Metadata-Version: 2.4
Name: insurance-monitoring
Version: 0.1.0
Summary: Model drift detection and monitoring for insurance pricing models. PSI, CSI, Gini drift, A/E ratios, calibration checks.
Project-URL: Repository, https://github.com/burningcost/insurance-monitoring
Project-URL: Issues, https://github.com/burningcost/insurance-monitoring/issues
Project-URL: Homepage, https://burningcost.com
Author-email: Burning Cost <pricing.frontier@gmail.com>
License: MIT License
        
        Copyright (c) 2026 Burning Cost
        
        Permission is hereby granted, free of charge, to any person obtaining a copy
        of this software and associated documentation files (the "Software"), to deal
        in the Software without restriction, including without limitation the rights
        to use, copy, modify, merge, publish, distribute, sublicense, and/or sell
        copies of the Software, and to permit persons to whom the Software is
        furnished to do so, subject to the following conditions:
        
        The above copyright notice and this permission notice shall be included in all
        copies or substantial portions of the Software.
        
        THE SOFTWARE IS PROVIDED "AS IS", WITHOUT WARRANTY OF ANY KIND, EXPRESS OR
        IMPLIED, INCLUDING BUT NOT LIMITED TO THE WARRANTIES OF MERCHANTABILITY,
        FITNESS FOR A PARTICULAR PURPOSE AND NONINFRINGEMENT. IN NO EVENT SHALL THE
        AUTHORS OR COPYRIGHT HOLDERS BE LIABLE FOR ANY CLAIM, DAMAGES OR OTHER
        LIABILITY, WHETHER IN AN ACTION OF CONTRACT, TORT OR OTHERWISE, ARISING FROM,
        OUT OF OR IN CONNECTION WITH THE SOFTWARE OR THE USE OR OTHER DEALINGS IN THE
        SOFTWARE.
License-File: LICENSE
Keywords: Gini,PSI,calibration,drift,insurance,monitoring,pricing
Classifier: Development Status :: 3 - Alpha
Classifier: Intended Audience :: Financial and Insurance Industry
Classifier: License :: OSI Approved :: MIT License
Classifier: Programming Language :: Python :: 3
Classifier: Programming Language :: Python :: 3.10
Classifier: Programming Language :: Python :: 3.11
Classifier: Programming Language :: Python :: 3.12
Classifier: Topic :: Scientific/Engineering
Requires-Python: >=3.10
Requires-Dist: numpy>=1.24
Requires-Dist: polars>=0.20
Requires-Dist: scipy>=1.10
Provides-Extra: dev
Requires-Dist: pytest-cov; extra == 'dev'
Requires-Dist: pytest>=8.0; extra == 'dev'
Description-Content-Type: text/markdown

# insurance-monitoring

Deployed insurance pricing models go stale. The portfolio ages, the claims environment shifts, regulators change the rules. Without systematic monitoring you find out about it when the loss ratio deteriorates — typically 12 to 18 months after the model started misfiring.

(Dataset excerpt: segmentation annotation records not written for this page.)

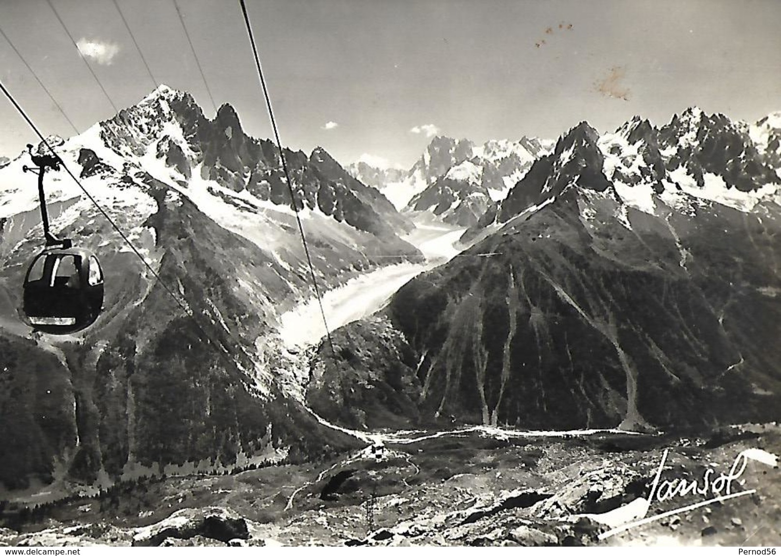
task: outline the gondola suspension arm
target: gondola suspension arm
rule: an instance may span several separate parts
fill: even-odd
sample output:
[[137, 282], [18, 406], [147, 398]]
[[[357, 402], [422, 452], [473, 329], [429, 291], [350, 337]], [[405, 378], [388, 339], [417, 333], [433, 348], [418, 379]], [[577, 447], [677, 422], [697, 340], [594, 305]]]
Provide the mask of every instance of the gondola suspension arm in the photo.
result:
[[46, 239], [46, 247], [54, 245], [62, 245], [67, 249], [71, 246], [70, 240], [61, 240], [49, 231], [48, 212], [46, 209], [46, 195], [44, 192], [44, 174], [47, 169], [59, 170], [59, 165], [62, 162], [56, 155], [34, 155], [33, 145], [27, 144], [27, 151], [30, 152], [30, 158], [37, 169], [27, 166], [22, 166], [23, 172], [32, 172], [38, 176], [38, 201], [41, 203], [41, 219], [44, 225], [44, 237]]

This library gives UK pricing teams the specific tools to catch that drift early: exposure-weighted PSI for feature distribution, A/E ratios with Poisson confidence intervals for calibration, and the Gini drift z-test from [arXiv 2510.04556](https://arxiv.org/abs/2510.04556) — currently the only statistically rigorous actuarial monitoring framework in the literature.

It produces traffic-light outputs (green/amber/red) that match how a Head of Pricing actually reads a monitoring pack, and a decision recommendation based on the Murphy score decomposition: recalibrate (update the intercept, one hour of work) or refit (rebuild the model, weeks of work).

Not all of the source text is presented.